いろいろ自分で旅のアレコレを組める時代になり、また介護などもなくなってしまい長期に出かけることができるようになりました(いや、その当時も間隙を縫って結構あちこち行ってましたが)。各種旅行サイトや予約サイトを使い分けできるようにもなってきました。そしてこの業界ってどういうからくりで動いているのかしらと興味を持ち、この本を手に取った次第。旅行業界の仕組みや再編の歴史なども大変興味深かったが、我が国の旅行史のくだりが熱かった。
プラザ合意後の急速な円高のため、政府は輸出産業を救済する金融緩和政策をとった。その結果金利の低くなった金融商品が投資家から敬遠され、土地や株式への投機熱が加速する。転売目的の売買が増加して、土地や株式は急騰。銀行もまた、上昇する地下を担保に融資を拡大する。いわゆるバブル経済の到来である。
プラザ合意は1985年。1985年って昭和60年、昭和60年頃まで1ドル260円もしていたの!? 物心とっくについていたはずなのに全く覚えてない。1985年ってバック・トゥ・ザ・フューチャーとライブエイドと日航機事故の一年で、そこから1991年までがバブル経済と呼ばれる時代になります。で、で、で、で、アメリカからの圧力を和らげるため、運輸省が海外旅行を促進し国際収支の黒字を減らすことを目的として「海外旅行倍増計画」という政策を打ち出します。景気もよく庶民の財布の紐もゆるゆるに緩まっていた当時、当初5カ年計画だった旅客倍増計画は一年前倒しであっさりと目標達成、それに大きく寄与したのがフランスやアメリカにブランドものを買いあs、もとい、買い求めに行った若い女性たちだったのです。

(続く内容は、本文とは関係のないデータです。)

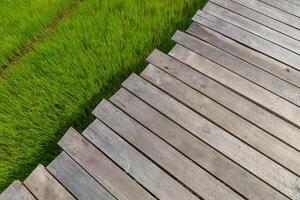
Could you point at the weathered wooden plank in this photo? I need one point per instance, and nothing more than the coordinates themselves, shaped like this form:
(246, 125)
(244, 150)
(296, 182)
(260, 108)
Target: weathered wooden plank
(248, 39)
(241, 67)
(249, 90)
(239, 127)
(16, 191)
(135, 163)
(285, 6)
(271, 12)
(253, 27)
(296, 2)
(216, 137)
(259, 18)
(250, 111)
(210, 159)
(260, 60)
(107, 173)
(44, 186)
(161, 153)
(77, 180)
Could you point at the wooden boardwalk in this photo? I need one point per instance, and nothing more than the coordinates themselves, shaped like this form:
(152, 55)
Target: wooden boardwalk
(216, 118)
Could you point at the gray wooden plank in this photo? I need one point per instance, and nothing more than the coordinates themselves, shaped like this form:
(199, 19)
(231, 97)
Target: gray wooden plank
(77, 180)
(161, 153)
(296, 2)
(248, 39)
(237, 126)
(16, 191)
(216, 137)
(253, 27)
(272, 12)
(217, 164)
(135, 163)
(285, 6)
(242, 68)
(260, 60)
(106, 172)
(249, 90)
(259, 18)
(243, 107)
(44, 186)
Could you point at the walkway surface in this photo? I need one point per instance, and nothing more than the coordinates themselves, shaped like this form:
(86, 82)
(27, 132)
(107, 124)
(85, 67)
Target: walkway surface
(216, 118)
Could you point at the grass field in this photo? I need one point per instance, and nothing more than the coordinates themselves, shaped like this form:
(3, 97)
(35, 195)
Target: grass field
(58, 83)
(21, 21)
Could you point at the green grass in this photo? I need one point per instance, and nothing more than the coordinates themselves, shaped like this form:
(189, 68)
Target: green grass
(21, 20)
(82, 61)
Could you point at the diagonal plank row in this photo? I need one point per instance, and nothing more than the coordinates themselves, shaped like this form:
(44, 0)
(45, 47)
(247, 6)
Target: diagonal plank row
(218, 117)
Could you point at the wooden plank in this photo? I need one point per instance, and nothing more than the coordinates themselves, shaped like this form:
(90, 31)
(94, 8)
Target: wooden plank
(16, 191)
(242, 68)
(296, 2)
(106, 172)
(44, 186)
(249, 90)
(248, 110)
(248, 39)
(253, 27)
(237, 126)
(135, 163)
(210, 159)
(284, 5)
(260, 60)
(272, 12)
(259, 18)
(77, 180)
(161, 153)
(272, 173)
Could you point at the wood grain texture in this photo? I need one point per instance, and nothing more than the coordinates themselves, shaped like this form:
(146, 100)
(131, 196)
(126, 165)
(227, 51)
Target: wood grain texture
(248, 39)
(16, 191)
(284, 5)
(133, 162)
(253, 27)
(160, 152)
(271, 11)
(296, 2)
(255, 18)
(249, 90)
(237, 126)
(205, 156)
(106, 172)
(77, 180)
(248, 110)
(259, 18)
(260, 60)
(242, 68)
(45, 187)
(216, 137)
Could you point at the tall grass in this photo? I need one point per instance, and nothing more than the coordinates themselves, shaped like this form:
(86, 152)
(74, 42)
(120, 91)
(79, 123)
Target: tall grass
(21, 20)
(84, 60)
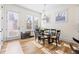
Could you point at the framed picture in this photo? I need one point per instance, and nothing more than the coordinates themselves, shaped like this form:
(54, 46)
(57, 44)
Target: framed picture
(29, 22)
(61, 16)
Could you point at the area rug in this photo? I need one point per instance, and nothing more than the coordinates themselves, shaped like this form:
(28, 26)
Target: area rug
(29, 47)
(62, 48)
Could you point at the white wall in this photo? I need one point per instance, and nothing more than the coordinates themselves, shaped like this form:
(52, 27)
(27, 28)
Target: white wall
(69, 28)
(23, 13)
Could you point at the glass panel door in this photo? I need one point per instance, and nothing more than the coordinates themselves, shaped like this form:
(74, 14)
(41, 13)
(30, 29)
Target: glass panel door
(12, 25)
(1, 37)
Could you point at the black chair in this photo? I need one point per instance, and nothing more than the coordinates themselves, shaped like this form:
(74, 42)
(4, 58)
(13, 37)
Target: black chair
(75, 51)
(75, 40)
(52, 35)
(41, 37)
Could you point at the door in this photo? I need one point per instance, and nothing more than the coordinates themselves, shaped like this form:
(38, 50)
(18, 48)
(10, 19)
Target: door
(13, 31)
(1, 36)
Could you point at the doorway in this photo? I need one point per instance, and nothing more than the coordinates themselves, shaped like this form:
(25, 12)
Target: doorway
(13, 30)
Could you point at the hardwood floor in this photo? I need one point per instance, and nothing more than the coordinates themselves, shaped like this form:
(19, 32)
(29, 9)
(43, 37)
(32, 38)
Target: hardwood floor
(30, 46)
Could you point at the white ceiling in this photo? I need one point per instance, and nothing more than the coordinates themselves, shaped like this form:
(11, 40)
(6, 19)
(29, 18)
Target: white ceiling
(40, 7)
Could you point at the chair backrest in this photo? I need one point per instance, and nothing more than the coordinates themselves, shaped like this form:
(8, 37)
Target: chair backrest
(75, 40)
(58, 33)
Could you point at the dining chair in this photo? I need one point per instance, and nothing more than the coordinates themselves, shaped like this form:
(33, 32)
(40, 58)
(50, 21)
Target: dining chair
(52, 35)
(74, 50)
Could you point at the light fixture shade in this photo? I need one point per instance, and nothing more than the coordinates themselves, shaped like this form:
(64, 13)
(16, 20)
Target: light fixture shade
(45, 17)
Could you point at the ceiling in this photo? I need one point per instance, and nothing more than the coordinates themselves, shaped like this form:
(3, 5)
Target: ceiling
(40, 7)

そして1991年年末にバブルは弾けるんだけど、プラザ合意からジュリアナ東京まで早いな、たった5年のことだったのか。この字面からだけでも、イケイケドンドンって言葉がドラムロールに乗って聞こえてくるようです。
逆にプラザ合意前とか1ドル360円の固定相場の時代に海外留学に行けた人たちって一体どういう階層の方々だったのかとガクガクブルブル。そしてそのはるか昔に田畑を売ってストックホルムンに弟を送り出した金栗家のおにいちゃんのことを思うわけです。

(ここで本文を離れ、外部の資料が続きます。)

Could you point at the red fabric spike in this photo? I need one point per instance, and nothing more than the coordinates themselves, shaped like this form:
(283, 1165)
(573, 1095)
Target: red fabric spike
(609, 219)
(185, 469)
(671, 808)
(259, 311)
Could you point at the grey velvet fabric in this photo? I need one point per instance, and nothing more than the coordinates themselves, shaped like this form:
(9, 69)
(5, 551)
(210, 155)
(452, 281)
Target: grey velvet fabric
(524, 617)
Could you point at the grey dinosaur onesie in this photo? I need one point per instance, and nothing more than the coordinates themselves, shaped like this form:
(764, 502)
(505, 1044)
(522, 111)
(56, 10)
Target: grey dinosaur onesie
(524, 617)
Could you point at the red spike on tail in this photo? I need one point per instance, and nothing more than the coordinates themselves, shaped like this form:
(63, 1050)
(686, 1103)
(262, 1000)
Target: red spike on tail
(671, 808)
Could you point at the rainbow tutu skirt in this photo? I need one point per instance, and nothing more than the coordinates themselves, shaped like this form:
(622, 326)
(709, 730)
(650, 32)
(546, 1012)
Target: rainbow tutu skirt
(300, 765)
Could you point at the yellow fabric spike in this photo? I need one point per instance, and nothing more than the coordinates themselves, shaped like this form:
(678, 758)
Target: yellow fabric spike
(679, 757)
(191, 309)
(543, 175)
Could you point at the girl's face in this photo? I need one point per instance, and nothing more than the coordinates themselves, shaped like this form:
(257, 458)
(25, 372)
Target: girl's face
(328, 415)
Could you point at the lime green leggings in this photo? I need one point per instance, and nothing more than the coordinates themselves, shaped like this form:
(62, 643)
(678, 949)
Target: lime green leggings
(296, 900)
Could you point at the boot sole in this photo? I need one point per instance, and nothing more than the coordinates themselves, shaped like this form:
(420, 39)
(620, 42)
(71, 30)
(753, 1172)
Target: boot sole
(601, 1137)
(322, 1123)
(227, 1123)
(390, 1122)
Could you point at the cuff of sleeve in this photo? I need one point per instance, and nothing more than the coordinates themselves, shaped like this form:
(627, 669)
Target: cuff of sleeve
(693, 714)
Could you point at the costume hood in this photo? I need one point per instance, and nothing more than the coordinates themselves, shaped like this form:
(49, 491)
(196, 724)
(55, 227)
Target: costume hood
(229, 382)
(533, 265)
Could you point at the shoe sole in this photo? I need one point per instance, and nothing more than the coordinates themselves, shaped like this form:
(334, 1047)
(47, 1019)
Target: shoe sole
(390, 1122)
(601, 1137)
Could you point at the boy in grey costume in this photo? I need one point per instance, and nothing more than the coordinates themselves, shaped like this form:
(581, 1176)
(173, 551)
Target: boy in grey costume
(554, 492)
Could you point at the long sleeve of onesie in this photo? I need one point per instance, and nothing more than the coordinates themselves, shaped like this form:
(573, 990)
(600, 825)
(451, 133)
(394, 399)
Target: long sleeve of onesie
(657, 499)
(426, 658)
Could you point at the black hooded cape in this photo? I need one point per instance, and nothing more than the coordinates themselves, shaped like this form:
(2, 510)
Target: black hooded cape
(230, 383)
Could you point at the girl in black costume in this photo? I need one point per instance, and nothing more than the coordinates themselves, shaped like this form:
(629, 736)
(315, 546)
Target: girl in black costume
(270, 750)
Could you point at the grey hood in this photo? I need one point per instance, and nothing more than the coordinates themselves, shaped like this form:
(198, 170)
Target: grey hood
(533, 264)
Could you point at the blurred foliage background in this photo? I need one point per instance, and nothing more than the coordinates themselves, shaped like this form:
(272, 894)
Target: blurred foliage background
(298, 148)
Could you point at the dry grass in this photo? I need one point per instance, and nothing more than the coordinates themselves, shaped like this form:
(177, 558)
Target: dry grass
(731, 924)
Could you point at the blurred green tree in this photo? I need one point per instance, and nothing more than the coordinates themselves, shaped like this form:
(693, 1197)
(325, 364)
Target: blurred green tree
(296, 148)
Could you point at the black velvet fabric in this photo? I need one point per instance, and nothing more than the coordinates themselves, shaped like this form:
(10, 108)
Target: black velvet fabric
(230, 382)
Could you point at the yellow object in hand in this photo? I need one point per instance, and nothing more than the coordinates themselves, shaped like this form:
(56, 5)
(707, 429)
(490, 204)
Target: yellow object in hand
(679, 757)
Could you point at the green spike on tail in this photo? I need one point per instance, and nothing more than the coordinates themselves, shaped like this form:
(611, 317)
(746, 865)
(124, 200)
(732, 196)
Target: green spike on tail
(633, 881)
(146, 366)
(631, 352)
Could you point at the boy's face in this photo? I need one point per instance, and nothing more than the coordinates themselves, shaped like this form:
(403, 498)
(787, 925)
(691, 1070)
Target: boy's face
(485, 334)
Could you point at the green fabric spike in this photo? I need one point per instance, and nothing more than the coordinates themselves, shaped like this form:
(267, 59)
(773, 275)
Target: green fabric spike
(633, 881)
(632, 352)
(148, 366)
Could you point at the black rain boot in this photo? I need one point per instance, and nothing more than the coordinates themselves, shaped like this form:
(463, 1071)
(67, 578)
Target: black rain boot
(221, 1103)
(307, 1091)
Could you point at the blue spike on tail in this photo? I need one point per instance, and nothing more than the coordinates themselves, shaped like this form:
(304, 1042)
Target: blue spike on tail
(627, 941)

当時の竹下登はプラザホテルから日本に帰ってくるとき、生きた心地がしなかったのかもしれないし、国を売ったと輸出産業界隈から罵られると思っていたかもしれない。でもあれから30年経って、それなりにみんな頑張っているんだし、ジュリアナ東京企画した折口さんがいた日商岩井だって双日って名前は変わっちゃったんだし、自分の孫だってまさかのイケメン俳優としてデビューしちゃってそこそこ芸能界でポジション確保してるし、旅行業界は最適化が進んで庶民でも個人でもなんなく自由に旅程を組め、海外にフラッと遊びに行けるんですもの。これでよかったんじゃないでしょうか、竹下登氏。あ、でも一億円バラマキ事件の「ふるさと創生金」と消費税導入も竹下時代の話か、あれ、なんかぐぬぬぬぬぬぬ。
何十年も前の漫画で消費税10%について触れられてた
若い世代が投票に行こうって選挙についても触れられてる
あさりちゃん pic.twitter.com/2NtrD7jUaG— なむじゅ★ (@NUMjyu) 2019年7月19日
ともあれ、一冊の実用書から、プラザ合意からジュリアナ東京までが流れるようにことが進んだことにおのろいた次第。バブル崩壊からの失われた30年の次は、どんな30年が待っていることでしょう。